Rihards Lavickis, Annaly Court, Longford (inset right) has pleaded not guilty to murder but guilty to the manslaughter of Akadiusz 'Arek' Czajkowski (inset left) at Rue Noyal Chatillon, Longford.

A jury has failed to reach a verdict on whether a 25-year-old drug dealer is guilty of the murder or manslaughter of another man in Longford more than two years ago.

Rihards Lavickis of Annaly Court, Longford had pleaded not guilty to murder but guilty to the manslaughter of Akadiusz 'Arek' Czajkowski at Rue Noyal Chatillon, Townspark. The Central Criminal Court heard that the accused admitted stabbing the 31-year-old on November 1, 2016.


Mr Lavickis told his trial that the deceased came looking for repayment of a €300 drug debt and beat him with a knuckle duster several months before the fatal encounter.


He said that Mr Czajkowski and two other men chased him that Halloween night, and that he (Mr Lavickis) awoke the following morning to find his front windows had been smashed.


He said he believed that Mr Czajkowski was responsible and went looking for him, armed with a knife, saying he wanted to frighten him. He said he had a "kind of a black out" when he saw the deceased, and lost self control.


The jury was told that, if provoked, his conviction could be reduced from murder to manslaughter.


However, the prosecution described the accused as a "deliberate killer".
Patrick McGrath SC explained in his closing speech that provocation was intended as a defence in crimes of passion. He pointed out that there was a three-and-a-half hour gap between Mr Lavickis waking to find his windows broken and the fatal stabbing.


He said, in that time, the accused had time to call the gardai who arrived and took a report from him. He then took the knife, brought it to the deceased's apartment but couldn't find him, went back home, smoked cigarettes and thought about what he would do.

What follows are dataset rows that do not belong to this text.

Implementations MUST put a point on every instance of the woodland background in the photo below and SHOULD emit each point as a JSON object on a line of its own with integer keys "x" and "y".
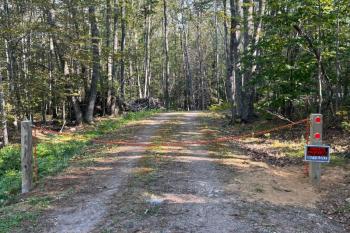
{"x": 72, "y": 60}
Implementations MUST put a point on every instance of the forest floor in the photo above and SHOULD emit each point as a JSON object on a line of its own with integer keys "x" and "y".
{"x": 221, "y": 187}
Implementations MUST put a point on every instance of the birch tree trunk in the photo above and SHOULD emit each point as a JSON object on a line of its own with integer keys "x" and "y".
{"x": 109, "y": 64}
{"x": 147, "y": 50}
{"x": 95, "y": 34}
{"x": 115, "y": 60}
{"x": 3, "y": 115}
{"x": 166, "y": 51}
{"x": 122, "y": 50}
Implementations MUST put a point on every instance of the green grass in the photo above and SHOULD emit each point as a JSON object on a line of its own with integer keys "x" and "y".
{"x": 54, "y": 154}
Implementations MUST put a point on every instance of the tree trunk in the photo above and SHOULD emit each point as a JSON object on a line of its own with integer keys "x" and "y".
{"x": 113, "y": 110}
{"x": 3, "y": 115}
{"x": 109, "y": 64}
{"x": 166, "y": 51}
{"x": 147, "y": 50}
{"x": 95, "y": 34}
{"x": 122, "y": 50}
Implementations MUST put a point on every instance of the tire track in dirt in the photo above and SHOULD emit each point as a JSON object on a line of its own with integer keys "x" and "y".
{"x": 81, "y": 212}
{"x": 185, "y": 189}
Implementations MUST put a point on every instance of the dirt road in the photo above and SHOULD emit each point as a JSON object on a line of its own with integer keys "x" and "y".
{"x": 179, "y": 189}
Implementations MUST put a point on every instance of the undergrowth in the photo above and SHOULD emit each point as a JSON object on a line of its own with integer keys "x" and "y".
{"x": 54, "y": 154}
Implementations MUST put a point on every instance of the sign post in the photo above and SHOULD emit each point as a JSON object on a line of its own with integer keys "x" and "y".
{"x": 316, "y": 153}
{"x": 26, "y": 156}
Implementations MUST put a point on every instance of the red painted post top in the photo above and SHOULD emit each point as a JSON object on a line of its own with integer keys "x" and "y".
{"x": 318, "y": 120}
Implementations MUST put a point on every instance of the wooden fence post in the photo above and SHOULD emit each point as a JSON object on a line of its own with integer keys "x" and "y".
{"x": 26, "y": 156}
{"x": 316, "y": 131}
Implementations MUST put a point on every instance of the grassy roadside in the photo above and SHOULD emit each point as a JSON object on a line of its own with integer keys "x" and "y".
{"x": 54, "y": 155}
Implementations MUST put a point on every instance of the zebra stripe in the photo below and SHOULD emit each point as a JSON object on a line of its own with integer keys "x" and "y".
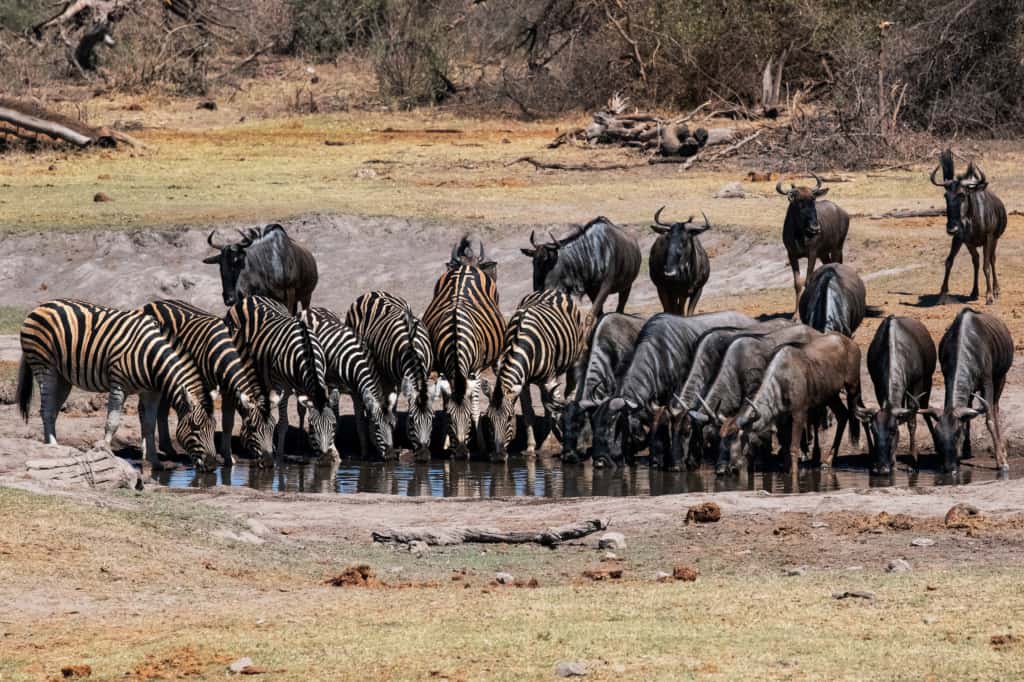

He went to meet a friend to do something in relation to drugs, sat in that man's car and saw the deceased. He opened his knife, got out of the car, went across the road, where he concealed himself and waited for Mr Czajkowski, before chasing after him with his knife held over his shoulder and stabbing him to death.


He said the accused had taken the law into his own hands and made a conscious decision to go after Mr Czajkowski with a knife. He described the claim that he had a blackout and lost control as a fabrication.
John Shortt SC, defending, said the accused had admitted his actions from the outset.


He told the jury in his closing speech that taking the knife was not proof of intent. His client had made no effort to conceal who he was, hide the knife or go on the run, but had gone home and waited for the gardai.


He told the jury that, following the stabbing, Mr Lavickis had stopped and walked away, rather than making sure the deceased was dead. That, he said, showed someone who suddenly regained reason as the enormity of what he had done came to him.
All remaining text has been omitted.